Analysis by liquid chromatography and tandem mass spectrometry (LC-MS/MS) can identify and quantify thousands of proteins in microgram-level samples, such as those comprised of thousands of cells. Identifying proteins by LC-MS/MS proteomics, however, remains challenging for lowly abundant samples, such as the proteomes of single mammalian cells. To increase the identification rate of peptides in such small samples, we developed DART-ID. This method implements a data-driven, global retention time (RT) alignment process to infer peptide RTs across experiments.

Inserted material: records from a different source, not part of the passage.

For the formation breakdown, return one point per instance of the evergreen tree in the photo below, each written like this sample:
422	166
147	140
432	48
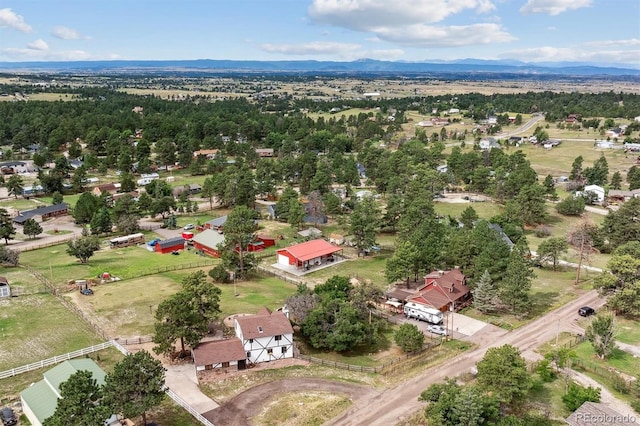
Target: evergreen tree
485	296
101	222
135	385
79	402
7	230
517	279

DART-ID then incorporates the global RT-estimates within a principled Bayesian framework to increase the confidence in correct peptide-spectrum-matches. Applying DART-ID to hundreds of samples prepared by the Single Cell Proteomics by Mass Spectrometry (SCoPE-MS) design increased the peptide and proteome coverage by 30 - 50% at 1% FDR. The newly identified peptides and proteins were further validated by demonstrating that their quantification is consistent with the quantification of peptides identified from high-quality spectra. DART-ID can be applied to various sets of experimental designs with similar sample complexities and chromatography conditions, and is freely available online.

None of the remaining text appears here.